Bradley Manning, the 22-year-old U.S. Army Private accused of leaking classified documents to WikiLeaks, has never been convicted of that crime, nor of any other crime. Despite that, he has been detained at the U.S. Marine brig in Quantico, Virginia for five months -- and for two months before that in a military jail in Kuwait -- under conditions that constitute cruel and inhumane treatment and, by the standards of many nations, even torture. Interviews with several people directly familiar with the conditions of Manning's detention, ultimately including a Quantico brig official (Lt. Brian Villiard) who confirmed much of what they conveyed, establishes that the accused leaker is subjected to detention conditions likely to create long-term psychological injuries.

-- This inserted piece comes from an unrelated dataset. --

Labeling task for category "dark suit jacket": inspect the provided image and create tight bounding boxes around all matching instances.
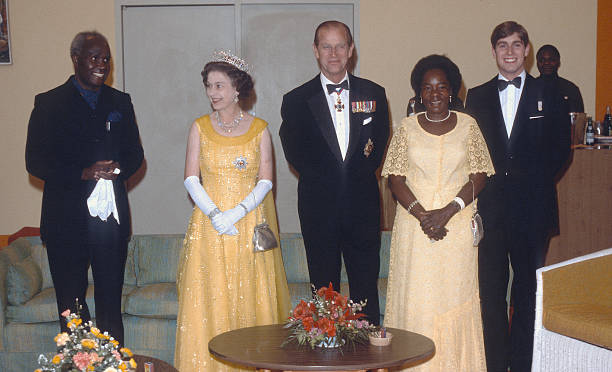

and further Greenwald in his update :

The need to have Manning make incriminating statements against Assange -- to get him to claim that Assange actively, in advance, helped Manning access and leak these documents -- would be one obvious reason for subjecting Manning to such inhumane conditions: if you want to have better treatment, you must incriminate Assange. In The Huffington Post yesterday, Marcus Baram quoted Jeff Paterson, who runs Manning's legal defense fund, as saying that Manning has been extremely upset by the conditions of his detention but had not gone public about them in deference to his attorney's efforts to negotiate better treatment.

Whatever else is true, the DOJ seems intent on pressuring Manning to incriminate Assange. It would be bizarre indeed to make a deal with the leaking government employee in order to incriminate the non-government-employee who merely published the classified information. But that may very well at least partially explain (though obviously not remotely justify) why the Government is holding Manning under such repressive conditions: in order to "induce" him to say what they need him to say in order to indict WikiLeaks and Assange



US prosecutors are trying to prove that Assange and Manning were co-conspirators and that Wikileaks and Julian Assange were actively encouraging Manning to leak the Classified documents .
But the issue is that any investigative journalist is not a mere passive bystander.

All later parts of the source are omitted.